A dix mois des élections, le gouvernement est décidé à sortir la réforme de l’audiovisuel. Le Maroc a enregistré un retard considérable dans ce domaine. Il n’y a donc plus de temps à perdre. Du moins, si l’on se fie aux dernières déclarations de M. Mohamed Achaâri, ministre de la Culture et de la Communication. Lors de la conférence de presse donnée suite au Conseil du gouvernement, le ministre Itihaddi a annoncé que le projet sera soumis prochainement au Conseil avant d’être examiné par le Parlement. M. Achaâri ne veut pas, par contre s’engager sur la date concernant l’étude de ce texte par le Conseil du gouvernement. Pour défendre le projet de son département, il met en avant la philosophie des amendements introduits dans ce texte. Ces derniers, selon lui, ont pour objectif d’améliorer les conditions de la profession et de renforcer la liberté de la presse. Il reste que certaines mesures prévues dans le code liées notamment aux peines d’emprisonnement ont été sévèrement critiquées par le SNPM (Syndicat National de la Presse Marocaine). Pour valoriser le contenu de la réforme, le ministre de la Communication insiste sur le fait que les droits fondamentaux des droits de l’Homme, en l’occurrence le droit à l’information et le droit accordé au journaliste d’accéder aux sources d’information figurent pour la première fois dans le corps du projet et non pas dans le préambule. Concernant le pouvoir de saisie administrative, il restera entre les mains du ministère de l’Intérieur. Mais il sera entouré par des garanties essentielles de nature à éviter tout dérapage. Des garanties dont le ministre ne dévoile pas les détails. Le projet de loi prévoit la transformation de la TVM, de la MAP et du SAP en sociétés anonymes. Ces entités pourront ainsi voler de leurs propres ailes notamment en matière de gestion. Au menu également de la réforme, l’éclatement de la vieille RTM en trois structures autonomes (télévision, radio et diffusion).

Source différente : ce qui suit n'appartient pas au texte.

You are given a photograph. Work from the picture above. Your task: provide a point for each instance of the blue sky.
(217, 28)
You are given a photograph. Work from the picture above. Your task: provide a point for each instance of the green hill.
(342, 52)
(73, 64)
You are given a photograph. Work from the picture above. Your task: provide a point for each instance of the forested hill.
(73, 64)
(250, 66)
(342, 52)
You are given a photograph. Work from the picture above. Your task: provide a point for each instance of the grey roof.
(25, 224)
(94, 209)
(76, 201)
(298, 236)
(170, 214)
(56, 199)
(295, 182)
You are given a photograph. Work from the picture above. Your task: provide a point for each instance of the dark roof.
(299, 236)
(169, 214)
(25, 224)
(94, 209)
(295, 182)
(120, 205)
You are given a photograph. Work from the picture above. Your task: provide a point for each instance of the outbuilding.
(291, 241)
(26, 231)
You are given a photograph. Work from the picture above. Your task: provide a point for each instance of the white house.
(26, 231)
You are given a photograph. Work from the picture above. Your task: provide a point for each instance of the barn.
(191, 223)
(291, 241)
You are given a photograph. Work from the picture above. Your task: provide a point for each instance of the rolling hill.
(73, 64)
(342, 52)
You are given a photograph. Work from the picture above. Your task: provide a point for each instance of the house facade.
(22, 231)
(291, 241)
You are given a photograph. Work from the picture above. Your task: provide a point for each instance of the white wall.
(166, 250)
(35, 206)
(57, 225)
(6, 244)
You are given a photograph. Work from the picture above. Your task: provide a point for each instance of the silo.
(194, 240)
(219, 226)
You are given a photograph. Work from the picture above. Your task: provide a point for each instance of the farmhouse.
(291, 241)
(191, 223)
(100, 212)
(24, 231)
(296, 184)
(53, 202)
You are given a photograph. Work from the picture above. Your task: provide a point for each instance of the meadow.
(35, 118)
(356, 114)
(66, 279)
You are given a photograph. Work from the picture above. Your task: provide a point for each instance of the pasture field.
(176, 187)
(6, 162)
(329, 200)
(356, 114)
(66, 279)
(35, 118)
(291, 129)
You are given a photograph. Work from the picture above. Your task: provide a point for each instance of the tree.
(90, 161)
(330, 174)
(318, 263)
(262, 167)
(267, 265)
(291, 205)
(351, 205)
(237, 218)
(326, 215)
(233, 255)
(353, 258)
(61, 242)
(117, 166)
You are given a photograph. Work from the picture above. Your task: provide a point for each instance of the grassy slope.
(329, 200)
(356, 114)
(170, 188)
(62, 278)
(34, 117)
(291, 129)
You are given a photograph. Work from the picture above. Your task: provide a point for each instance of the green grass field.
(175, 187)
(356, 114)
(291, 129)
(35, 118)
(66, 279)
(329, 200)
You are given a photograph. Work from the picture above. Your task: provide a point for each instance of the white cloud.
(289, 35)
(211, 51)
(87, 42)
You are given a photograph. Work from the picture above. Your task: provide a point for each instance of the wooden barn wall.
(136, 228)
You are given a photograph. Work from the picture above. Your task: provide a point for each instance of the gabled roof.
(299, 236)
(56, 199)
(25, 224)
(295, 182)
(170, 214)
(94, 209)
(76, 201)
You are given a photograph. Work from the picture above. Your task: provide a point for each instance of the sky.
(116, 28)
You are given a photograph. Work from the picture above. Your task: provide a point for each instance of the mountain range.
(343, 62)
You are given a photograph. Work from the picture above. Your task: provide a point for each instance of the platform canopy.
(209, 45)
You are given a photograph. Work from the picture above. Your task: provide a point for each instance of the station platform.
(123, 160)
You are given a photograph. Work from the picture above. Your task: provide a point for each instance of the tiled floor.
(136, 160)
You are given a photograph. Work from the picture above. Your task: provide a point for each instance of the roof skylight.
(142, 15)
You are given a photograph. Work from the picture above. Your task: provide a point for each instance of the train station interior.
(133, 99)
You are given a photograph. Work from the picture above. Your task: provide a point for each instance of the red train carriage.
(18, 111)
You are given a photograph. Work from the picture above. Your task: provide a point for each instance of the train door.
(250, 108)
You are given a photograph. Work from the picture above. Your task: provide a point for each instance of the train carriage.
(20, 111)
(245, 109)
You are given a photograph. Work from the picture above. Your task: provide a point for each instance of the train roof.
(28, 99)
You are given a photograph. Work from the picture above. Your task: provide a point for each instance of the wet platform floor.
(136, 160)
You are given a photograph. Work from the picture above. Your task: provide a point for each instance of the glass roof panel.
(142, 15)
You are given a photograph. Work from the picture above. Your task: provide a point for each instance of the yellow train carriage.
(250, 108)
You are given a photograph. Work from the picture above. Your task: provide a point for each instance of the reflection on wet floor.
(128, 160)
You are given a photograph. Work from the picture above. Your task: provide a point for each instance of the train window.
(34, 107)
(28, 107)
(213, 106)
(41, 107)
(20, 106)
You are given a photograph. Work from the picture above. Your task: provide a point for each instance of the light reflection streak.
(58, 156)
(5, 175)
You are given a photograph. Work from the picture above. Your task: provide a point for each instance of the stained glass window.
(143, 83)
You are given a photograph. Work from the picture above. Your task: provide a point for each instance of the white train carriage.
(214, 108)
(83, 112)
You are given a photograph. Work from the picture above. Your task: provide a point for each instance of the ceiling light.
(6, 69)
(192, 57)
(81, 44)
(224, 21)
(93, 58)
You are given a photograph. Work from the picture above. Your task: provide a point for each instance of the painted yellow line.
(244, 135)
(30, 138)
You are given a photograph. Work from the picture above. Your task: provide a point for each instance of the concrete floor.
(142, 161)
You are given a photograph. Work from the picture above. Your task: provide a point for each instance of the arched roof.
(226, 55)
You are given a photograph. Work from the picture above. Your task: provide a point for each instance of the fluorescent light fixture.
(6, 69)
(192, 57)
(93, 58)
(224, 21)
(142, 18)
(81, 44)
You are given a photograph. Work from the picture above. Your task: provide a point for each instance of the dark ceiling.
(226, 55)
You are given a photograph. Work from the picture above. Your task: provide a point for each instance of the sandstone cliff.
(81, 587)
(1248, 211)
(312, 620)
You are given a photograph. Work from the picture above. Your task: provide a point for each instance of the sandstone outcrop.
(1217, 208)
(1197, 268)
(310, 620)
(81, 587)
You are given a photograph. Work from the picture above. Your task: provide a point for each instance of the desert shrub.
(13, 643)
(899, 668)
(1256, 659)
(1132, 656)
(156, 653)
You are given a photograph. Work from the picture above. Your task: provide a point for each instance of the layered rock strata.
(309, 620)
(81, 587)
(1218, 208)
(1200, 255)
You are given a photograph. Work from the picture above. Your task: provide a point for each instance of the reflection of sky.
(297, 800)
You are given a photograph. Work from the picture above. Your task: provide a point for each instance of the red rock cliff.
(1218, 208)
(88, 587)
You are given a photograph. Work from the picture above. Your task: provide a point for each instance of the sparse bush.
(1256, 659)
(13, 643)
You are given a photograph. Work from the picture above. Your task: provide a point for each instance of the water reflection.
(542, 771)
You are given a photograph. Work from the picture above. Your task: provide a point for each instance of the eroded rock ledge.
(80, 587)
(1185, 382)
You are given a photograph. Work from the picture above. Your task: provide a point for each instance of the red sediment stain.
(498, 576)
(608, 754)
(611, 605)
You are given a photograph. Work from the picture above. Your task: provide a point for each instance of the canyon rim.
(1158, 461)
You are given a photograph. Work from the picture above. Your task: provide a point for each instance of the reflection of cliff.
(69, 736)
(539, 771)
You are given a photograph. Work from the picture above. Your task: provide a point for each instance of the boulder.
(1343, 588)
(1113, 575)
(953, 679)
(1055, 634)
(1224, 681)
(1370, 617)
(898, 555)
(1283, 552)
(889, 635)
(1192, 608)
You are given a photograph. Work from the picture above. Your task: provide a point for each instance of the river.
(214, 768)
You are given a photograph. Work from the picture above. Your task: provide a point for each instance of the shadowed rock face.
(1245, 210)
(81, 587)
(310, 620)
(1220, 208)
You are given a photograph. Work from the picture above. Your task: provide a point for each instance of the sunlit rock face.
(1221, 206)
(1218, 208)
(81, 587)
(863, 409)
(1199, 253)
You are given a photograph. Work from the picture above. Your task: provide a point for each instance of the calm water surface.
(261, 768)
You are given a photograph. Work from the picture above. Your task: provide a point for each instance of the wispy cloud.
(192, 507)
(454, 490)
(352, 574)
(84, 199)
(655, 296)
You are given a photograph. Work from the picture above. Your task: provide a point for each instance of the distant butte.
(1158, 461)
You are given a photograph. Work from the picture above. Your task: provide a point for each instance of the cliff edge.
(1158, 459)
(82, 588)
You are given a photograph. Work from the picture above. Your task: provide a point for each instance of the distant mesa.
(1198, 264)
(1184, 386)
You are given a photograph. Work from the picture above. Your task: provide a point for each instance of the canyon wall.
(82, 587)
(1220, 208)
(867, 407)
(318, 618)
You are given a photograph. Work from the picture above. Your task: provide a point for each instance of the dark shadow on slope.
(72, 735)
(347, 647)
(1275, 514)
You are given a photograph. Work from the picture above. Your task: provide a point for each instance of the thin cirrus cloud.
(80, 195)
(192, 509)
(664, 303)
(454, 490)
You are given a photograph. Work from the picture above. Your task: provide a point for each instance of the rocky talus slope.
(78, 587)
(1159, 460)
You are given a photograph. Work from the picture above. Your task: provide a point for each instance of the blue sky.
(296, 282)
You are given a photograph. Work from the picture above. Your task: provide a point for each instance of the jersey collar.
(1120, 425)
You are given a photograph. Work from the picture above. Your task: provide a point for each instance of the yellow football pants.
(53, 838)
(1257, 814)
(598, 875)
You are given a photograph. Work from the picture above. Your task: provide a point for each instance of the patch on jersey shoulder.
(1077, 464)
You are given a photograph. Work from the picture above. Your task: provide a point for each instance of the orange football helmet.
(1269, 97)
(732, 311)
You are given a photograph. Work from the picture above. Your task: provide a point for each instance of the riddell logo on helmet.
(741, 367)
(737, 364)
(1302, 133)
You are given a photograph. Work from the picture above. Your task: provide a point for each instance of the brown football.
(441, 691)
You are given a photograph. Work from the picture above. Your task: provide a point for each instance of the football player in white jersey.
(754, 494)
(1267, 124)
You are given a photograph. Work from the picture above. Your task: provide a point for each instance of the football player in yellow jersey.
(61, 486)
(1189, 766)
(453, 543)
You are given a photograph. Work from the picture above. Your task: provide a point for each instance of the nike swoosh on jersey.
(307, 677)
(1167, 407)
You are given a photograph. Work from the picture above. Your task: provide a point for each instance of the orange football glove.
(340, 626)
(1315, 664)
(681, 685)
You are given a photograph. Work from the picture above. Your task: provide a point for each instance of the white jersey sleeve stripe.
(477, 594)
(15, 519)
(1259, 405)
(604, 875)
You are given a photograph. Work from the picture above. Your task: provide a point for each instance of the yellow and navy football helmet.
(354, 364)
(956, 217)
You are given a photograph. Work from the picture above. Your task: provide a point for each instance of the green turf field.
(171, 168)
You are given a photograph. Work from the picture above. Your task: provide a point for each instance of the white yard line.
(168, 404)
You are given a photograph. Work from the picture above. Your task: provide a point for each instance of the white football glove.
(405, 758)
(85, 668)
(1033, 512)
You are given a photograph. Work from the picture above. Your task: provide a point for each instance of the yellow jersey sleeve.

La création des chaînes de télévision privées fera l’objet d’une réglementation. A ce propos, M. Achaâri souligne que l’ouverture de l’audiovisuel doit s’effecteur progressivement. La libéralisation du secteur ne doit pas être perçue comme une fin en soi mais un moyen pour enrichir la production audiovisuelle nationale. La réforme donnera aux investisseurs qui respectent les modalités des cahiers de charge, la possibilité de créer des stations radios et de télévision.